Джеральдина пронзительно расхохоталась.
— Да ты шутишь! Не может быть, чтобы тебе по-прежнему нужна была эта доска.
Взгляд его помрачнел. Черные брови сдвинулись.
— Тебя не касается, кто мне нужен. Мы с тобой — грязь. Но Фенелла — нет. Я не позволю тебе говорить о ней в таком тоне.
Сердце Джеральдины забилось сильно и часто. На миг ей показалось, что в его железной броне появилась брешь, обнажив уязвимый фланг. «Фенелла Клэпхем». От боли перехватило дух.
И он пошел дальше широким шагом, зажав между зубами травинку, перебросив накидку через плечо.
— Я должна увидеть тебя снова! — крикнула она и негромко добавила: — Пожалуйста.
— Нет, если ты вернешься в Портсмут.
— А если я останусь здесь?
— Тогда вряд ли получится не пересекаться.
Вечером Джеральдина объявила Сильвестру, что решила вернуться к мужу. От того, что своими словами она сделала ему больно и он, побагровев от гнева, накричал на нее, ей в некотором роде было даже приятно. Равно как и то, что Роберт бухнулся перед ней на колени и плакал в подол, словно маленький ребенок, а Давид, белокурый нидерландец, клялся, что сделает для нее все, чего бы она ни попросила. «Другие мужчины умоляют, чтобы я пнула их. А тебе я отдала бы все, но ты и пальцем бы не пошевелил».
Джеральдине пришлось ждать еще почти год, прежде чем ей снова довелось пережить вместе с ним то самое опьянение. Потом еще год. И еще.
— Я умираю от голода, ты даешь мне так мало, — говорила она.
— Да ладно, ты отвыкнешь, — ответил он.
Но на это она не надеялась ни дня. Как можно отвыкнуть от жизни, особенно теперь, когда она знает, что это такое? Застыв от холода, чувствуя затылком смерть, она бесцельно бродила по свету и искала чего-то, чему не знала названия. Теперь, узнав, она была преисполнена решимости никому и ничему не отдавать единственно возможное в этой жизни счастье.
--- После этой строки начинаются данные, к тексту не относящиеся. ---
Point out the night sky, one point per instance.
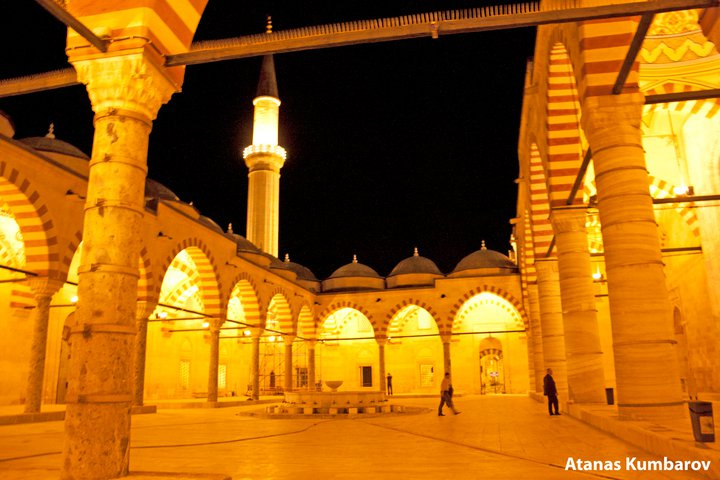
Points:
(390, 145)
Когда умерла Анна, он спросил ее:
— Тебя это не пугает? Королева рассталась с жизнью за измену, которой даже не совершала.
— Откуда ты знаешь? — Джеральдине и самой хотелось бы это знать. Она думала, что видит Анну насквозь, но в итоге поняла, что не видит насквозь даже себя.
Он пожал плечами.
— Если твой муж нас застанет, то может устроить так, что нас казнят. Или сделает это сам. Как муж Франчески да Римини.
— Кто это?
— Никто.
Ей вдруг стало холодно. Она вцепилась пальцами в его плечи.
— Но ведь тебя никто не может казнить! — Она, которой никогда не было дела до других, сходила с ума от страха, что кто-то может причинить ему вред. — Если кто-то посмеет тронуть тебя, ему не поздоровится, а тебе ничего не будет, правда?
Он сел, потер виски, как делал часто. Когда-то она боялась этого жеста, потому что таким образом Энтони будил в себе демонов, но со временем он стал казаться ей возбуждающим и красивым. Он обнажил свои безупречно белые зубы в поистине дьявольской ухмылке.
— Скажи-ка, ты хоть сама веришь в ту несусветную чушь, которую несешь?
Не одевшись до конца, он встал с постели и пошел к двери.
— Не ходи за мной. Мне нужен воздух.
Она осталась лежать на скомканных простынях, словно побитая. Что он имел в виду? Почему он не ответил на ее вопрос утвердительно, как всегда? Значит ли это, что он уязвим, что Роберт может его арестовать и послать на смерть? Но ведь он могущественнее всех их. Она любила его, потому что он был неразрушим, словно железо, и превосходил всех этих смешных мужчинок! Сердце Джеральдины стучало так сильно, что ей стало дурно. Она любила его. Она не знала, что это значит, понимала лишь, что с этим ничего не поделаешь.
По возвращении он показался ей бледным и чужим. Может быть, там, снаружи, над волнами реки, он повстречался с демоном?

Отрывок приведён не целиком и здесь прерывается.